Sen. Jeanne Shaheen, D-N.H., asked her to clarify a position she took during the 2010 campaign on merging the SBA with the Commerce Department, saying the proposal had “become a major concern for businesses in my home state who believe their voice is already not loud enough.”
MaMahon said she had read Government Accountability Office lists for reducing duplicative programs, and knew that Obama was looking to merge some agencies. “I wasn’t focused on SBA or Commerce. I was focused on the concept of merging agencies or reducing duplicative programs so that we could reduce those costs,” she said. “I am a firm believer that SBA needs to be a stand-alone agency and I’m very proud President Trump has kept it as a Cabinet post.”
The 2010 Obama plan was billed as creating a new department “with a laser-like focus on helping businesses create jobs,” according to an OMB official at the time.
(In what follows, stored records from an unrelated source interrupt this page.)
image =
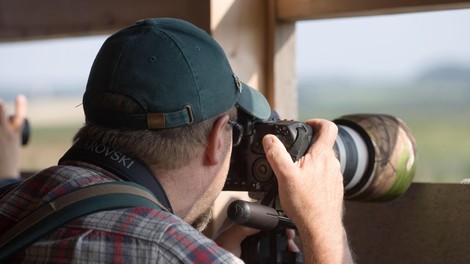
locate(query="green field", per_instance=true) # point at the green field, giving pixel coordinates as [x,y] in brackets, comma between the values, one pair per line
[437,114]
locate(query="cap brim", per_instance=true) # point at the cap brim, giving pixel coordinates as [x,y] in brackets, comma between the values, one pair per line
[253,102]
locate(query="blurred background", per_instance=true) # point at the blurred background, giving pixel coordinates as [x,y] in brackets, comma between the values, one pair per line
[414,66]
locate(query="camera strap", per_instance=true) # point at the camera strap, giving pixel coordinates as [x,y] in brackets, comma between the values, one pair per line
[122,165]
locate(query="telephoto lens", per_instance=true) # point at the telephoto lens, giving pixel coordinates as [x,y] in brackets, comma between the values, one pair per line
[377,154]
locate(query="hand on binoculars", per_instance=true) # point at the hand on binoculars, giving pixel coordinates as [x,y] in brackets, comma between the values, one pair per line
[10,138]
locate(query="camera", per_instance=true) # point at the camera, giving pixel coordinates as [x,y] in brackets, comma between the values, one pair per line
[377,154]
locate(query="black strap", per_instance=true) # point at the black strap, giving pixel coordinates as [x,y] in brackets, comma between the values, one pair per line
[84,201]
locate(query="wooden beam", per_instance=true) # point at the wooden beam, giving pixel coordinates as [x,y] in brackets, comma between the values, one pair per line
[428,224]
[295,10]
[30,19]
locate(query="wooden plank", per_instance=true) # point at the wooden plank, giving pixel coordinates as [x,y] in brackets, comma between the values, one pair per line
[295,10]
[428,224]
[30,19]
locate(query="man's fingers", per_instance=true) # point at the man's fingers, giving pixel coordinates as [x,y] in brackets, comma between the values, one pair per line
[277,155]
[325,131]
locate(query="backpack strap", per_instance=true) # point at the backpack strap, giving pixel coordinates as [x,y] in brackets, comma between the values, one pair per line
[84,201]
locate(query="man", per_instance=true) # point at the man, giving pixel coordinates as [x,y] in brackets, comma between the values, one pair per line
[160,104]
[10,142]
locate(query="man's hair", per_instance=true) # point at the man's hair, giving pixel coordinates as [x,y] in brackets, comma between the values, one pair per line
[165,148]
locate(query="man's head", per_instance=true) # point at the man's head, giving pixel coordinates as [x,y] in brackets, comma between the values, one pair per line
[174,70]
[163,91]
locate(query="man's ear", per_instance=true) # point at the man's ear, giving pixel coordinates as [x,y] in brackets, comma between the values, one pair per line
[216,148]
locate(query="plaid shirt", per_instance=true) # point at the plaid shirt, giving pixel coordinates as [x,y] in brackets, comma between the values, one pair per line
[132,235]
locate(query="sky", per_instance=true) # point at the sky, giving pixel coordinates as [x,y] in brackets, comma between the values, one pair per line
[393,46]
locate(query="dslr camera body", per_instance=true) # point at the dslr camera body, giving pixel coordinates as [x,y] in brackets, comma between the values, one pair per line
[249,168]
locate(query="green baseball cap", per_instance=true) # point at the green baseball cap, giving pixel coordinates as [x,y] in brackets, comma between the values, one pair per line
[177,72]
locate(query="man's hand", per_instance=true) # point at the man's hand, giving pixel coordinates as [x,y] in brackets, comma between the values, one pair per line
[10,138]
[311,193]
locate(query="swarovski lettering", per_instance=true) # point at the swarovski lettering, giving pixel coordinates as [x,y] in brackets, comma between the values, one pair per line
[110,153]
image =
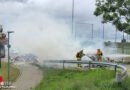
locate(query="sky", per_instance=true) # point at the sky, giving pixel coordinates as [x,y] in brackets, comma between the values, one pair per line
[47,23]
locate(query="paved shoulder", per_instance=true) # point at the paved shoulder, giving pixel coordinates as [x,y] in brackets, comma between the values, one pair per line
[29,78]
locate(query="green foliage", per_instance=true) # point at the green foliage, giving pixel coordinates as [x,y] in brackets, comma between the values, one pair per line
[115,11]
[95,79]
[14,72]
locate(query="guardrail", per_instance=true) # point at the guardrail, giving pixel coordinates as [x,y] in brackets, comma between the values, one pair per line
[120,76]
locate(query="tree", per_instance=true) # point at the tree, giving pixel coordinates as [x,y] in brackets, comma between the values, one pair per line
[116,12]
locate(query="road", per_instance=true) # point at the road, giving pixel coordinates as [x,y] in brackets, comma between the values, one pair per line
[30,76]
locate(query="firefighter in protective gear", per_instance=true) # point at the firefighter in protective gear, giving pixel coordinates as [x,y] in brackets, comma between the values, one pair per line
[99,55]
[79,56]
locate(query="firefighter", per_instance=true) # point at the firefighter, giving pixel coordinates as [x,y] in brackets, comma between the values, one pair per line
[79,56]
[99,55]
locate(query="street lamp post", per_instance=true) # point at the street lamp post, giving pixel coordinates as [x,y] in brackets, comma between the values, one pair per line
[9,46]
[88,24]
[103,31]
[92,31]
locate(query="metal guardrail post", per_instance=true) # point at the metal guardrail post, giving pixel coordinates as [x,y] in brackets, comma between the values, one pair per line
[119,76]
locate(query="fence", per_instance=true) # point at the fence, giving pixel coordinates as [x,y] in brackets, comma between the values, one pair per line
[120,76]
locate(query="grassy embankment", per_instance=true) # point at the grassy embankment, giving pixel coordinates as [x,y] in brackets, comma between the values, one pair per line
[14,72]
[118,47]
[96,79]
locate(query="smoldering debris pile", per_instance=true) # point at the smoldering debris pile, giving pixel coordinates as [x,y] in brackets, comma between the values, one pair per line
[27,58]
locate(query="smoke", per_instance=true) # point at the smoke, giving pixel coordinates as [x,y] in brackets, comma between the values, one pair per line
[44,36]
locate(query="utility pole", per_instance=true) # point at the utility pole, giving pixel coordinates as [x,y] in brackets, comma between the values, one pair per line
[72,17]
[9,46]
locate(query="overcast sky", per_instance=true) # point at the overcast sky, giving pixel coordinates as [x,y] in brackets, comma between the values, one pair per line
[11,10]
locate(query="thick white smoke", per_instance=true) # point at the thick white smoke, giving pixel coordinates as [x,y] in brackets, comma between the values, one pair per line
[44,36]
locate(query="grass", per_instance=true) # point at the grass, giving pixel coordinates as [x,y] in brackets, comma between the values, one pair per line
[14,72]
[96,79]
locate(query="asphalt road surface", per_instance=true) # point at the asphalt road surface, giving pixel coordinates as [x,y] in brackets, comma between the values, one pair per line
[30,76]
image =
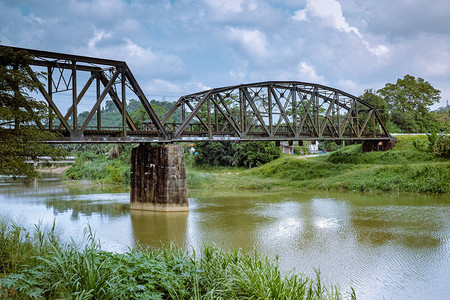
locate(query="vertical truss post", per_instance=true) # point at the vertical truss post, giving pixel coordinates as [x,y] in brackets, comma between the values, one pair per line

The president would have one chief executive officer to ask about program effectiveness and foment a “greater sense of accountability” while facilitating a “whole of government” approach to trade policy.
These would have included core business and trade components of the Commerce Department, the Small Business Administration, the Office of the U.S. Trade Representative, the Export-Import Bank, the Overseas Private Investment Corporation and the U.S. Trade and Development Agency. But that reorganization never gained traction in the Republican Congress.
The National Small Business Association on Tuesday urged the Senate to approve McMahon’s nomination. “We look forward to working with Mrs. McMahon throughout the confirmation process and beyond,” stated NSBA Chairman Pedro Alfonso of Dynamic Concepts Inc. “Our members routinely vote for tax reform, regulatory restraint and access to capital as top priorities—all issues for which Mrs. McMahon expressed a keen understanding during her hearing.”